Вместе с тем лагерная система с ее крайними формами бесправия и жестокого произвола заражала своим тлетворным духом все общество. Достаточно того, что на одних и тех же предприятиях работали рядом обычные рабочие и лагерные работяги. Это отражалось на общем стиле управления производством. Я наблюдал в ссылке местных командиров производства, а также посещавших нас областных и министерских деятелей. По их методам администрирования, по их обращению с подчиненными, в том числе и с вольными специалистами, по тому, как они распоряжались рабочими, не только ссыльными, — по всему было видно, что они не знают иных способов управления производством, нежели те, которые применялись в системе лагерей. Эти администраторы иногда бывали неплохими знатоками дела, но они просто не умели и не были бы способны руководить коллективом действительно свободных людей, знающих и законы, и свои права.

В местах ссылки был в обиходе совершенно официальный термин «контингент». Когда на улицах поселка появлялись новые ссыльные, в рудоуправлении говорили: «Прибыл новый контингент». Жена одного инженера, аттестованного в соответствующем ранге, при нас спросила коменданта: «Нет ли в новом контингенте женщины, которая годится в домашние работницы? Но не присылайте молодых, вы ведь знаете моего мужа».

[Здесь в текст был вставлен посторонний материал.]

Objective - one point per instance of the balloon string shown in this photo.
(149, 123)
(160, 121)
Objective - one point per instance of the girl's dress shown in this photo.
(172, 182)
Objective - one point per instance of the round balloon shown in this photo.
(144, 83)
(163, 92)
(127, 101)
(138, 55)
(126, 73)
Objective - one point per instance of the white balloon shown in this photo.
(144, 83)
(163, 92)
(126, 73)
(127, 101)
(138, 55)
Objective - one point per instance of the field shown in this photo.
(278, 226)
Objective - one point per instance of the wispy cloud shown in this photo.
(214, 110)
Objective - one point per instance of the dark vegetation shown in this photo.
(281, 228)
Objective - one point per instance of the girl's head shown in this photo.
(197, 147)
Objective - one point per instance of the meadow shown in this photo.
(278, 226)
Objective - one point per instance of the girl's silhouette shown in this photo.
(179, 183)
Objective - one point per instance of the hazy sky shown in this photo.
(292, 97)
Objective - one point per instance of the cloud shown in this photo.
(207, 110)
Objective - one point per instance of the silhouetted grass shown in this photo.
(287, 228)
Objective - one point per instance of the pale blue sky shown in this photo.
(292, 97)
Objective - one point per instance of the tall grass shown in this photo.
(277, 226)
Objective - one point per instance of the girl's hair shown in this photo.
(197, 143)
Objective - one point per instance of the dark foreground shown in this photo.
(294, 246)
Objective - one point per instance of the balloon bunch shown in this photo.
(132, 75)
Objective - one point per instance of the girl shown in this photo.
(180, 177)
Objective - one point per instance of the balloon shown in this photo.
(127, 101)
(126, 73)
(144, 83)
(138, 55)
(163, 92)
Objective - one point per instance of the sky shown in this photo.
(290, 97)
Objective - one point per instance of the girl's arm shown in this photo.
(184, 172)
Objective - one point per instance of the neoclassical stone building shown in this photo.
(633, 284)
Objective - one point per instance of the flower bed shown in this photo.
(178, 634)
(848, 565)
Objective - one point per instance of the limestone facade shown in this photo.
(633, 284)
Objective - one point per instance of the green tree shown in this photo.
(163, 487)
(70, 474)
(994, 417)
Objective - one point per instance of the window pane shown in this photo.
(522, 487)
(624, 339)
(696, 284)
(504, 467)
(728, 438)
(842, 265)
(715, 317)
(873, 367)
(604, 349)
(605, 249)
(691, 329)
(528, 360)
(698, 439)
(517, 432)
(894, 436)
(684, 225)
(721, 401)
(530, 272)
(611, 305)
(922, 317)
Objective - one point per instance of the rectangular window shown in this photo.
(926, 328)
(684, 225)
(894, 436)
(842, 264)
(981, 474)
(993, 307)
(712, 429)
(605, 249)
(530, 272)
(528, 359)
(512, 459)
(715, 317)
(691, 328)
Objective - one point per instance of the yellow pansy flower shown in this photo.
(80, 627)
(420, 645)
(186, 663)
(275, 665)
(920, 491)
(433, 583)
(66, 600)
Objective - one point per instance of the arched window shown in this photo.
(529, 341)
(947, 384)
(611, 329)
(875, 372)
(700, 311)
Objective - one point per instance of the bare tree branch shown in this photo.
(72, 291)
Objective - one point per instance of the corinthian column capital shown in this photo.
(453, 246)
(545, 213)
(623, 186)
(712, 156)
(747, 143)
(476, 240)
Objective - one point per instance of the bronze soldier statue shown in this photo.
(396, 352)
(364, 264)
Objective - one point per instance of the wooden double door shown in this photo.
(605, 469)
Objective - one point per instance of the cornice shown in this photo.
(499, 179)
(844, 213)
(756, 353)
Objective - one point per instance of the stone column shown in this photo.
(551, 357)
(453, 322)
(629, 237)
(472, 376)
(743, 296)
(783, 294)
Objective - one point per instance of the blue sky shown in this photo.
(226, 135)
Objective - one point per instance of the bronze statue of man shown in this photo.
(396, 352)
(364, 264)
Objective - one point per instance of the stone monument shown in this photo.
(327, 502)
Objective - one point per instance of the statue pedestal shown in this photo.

Иногда причисляли к «контингенту» и членов семьи ссыльного. Однажды, когда солдаты из комендатуры обходили бараки ссыльных, жившая там временно москвичка отказалась отвечать на их вопросы, ссылаясь на то, что она жительница Москвы. «Все равно, здесь все наши люди», — отвечал комендант. Это не пустые слова. В 1951-52 годах серьезно поговаривали о том, что членов семей ссыльных, живущих в поселке, закрепят там навсегда. Так могло сформироваться подлинно кастовое общество.

Когда незадолго до реабилитации я работал в качестве плановика в отделе капитального строительства, я обнаружил, что и в служебных бумагах постоянно фигурирует термин «контингент». Им пользовались не только в статистических сводках о рабочей силе и о составе инженерно-технических работников. В докладах и отчетах, посылавшихся в министерство, отставание в выполнении плана или неполадки оправдывались тем, что на производстве преобладает «особый контингент». Это были не просто лживые отговорки, но грубое, злостное извращение действительного положения, клевета на ссыльных инженеров, техников, рабочих. «Контингент» был ведущей силой на всех участках производства; ссыльные инженеры перестроили работу, внесли много новшеств, ссыльные рабочие ставили рекорды в добыче руды, перевыполняли план на фабрике, ссыльные врачи и сестры наладили медицинскую помощь; даже клубная самодеятельность оживилась под влиянием ссыльных.